On to fake food, which matters just as much to me.

Lots of actors play vendors and sell goods onstage during the opening scene, and so I asked the director at what time of year the start of the show takes place. I learned it’s in early spring. Thanks to supermarkets, which offer every kind of produce on earth every day of the year, I know most people can no longer tell when a particular food is in season, when it is actually growing in our own regions, but I can. And in Edwardian London in early spring, poor produce sellers would only have access to what they had stored last fall. That meant I couldn’t use the fake summer peppers and zucchini I found in the prop room. Call me crazy to care (and you likely will), but to me it would look ludicrous.
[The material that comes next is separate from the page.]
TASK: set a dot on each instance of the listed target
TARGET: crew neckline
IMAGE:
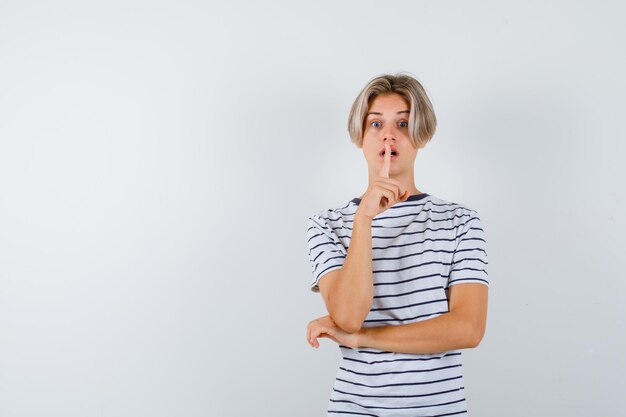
(414, 197)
I did find lots of fake apples, pears, garlic, onions, cabbage and potatoes**, which were perfect. Then I went to Silverton Farms, bought old bushel baskets for a buck apiece, and loaded them up with the ‘produce’ (above).

The director wanted the kid who handles the garlic and onion basket to do something with them while he was onstage, to look busy with them. So I cut lengths of twine and showed him how to make garlands, explaining that that was what people used to do, and some still do, with alliums. He didn’t have great success making garlands and the director told him to ad lib something else.

So he did. Last night I watched him from the wings, rubbing onions on the front of his shirt the way you would apples, 100% poker faced. Just about killed me. After he crossed offstage, I walked up to him.

‘Saw you buffing the onions.’

‘Uh, yeah.’

‘Do you know what would happen if you buffed actual onions on your shirt?’

‘Uh, no.’

‘The skins would peel off all over the place.’

Silence.

‘Then I guess it’s a good thing they were fake, huh?’

This I was happy to let go, because I figure if it broke the spell for the audience, at least they’d enjoy it as much as I did.

*Why didn’t I fill the sugar bowl or creamer? Because the audience will never see inside them. If we were selling the balcony, I would have filled them.

**Some potatoes are made of painted Styro and some are Poly-fil stuffed in pantyhose. Now you know how to make fake potatoes. I know you’ll sleep easier.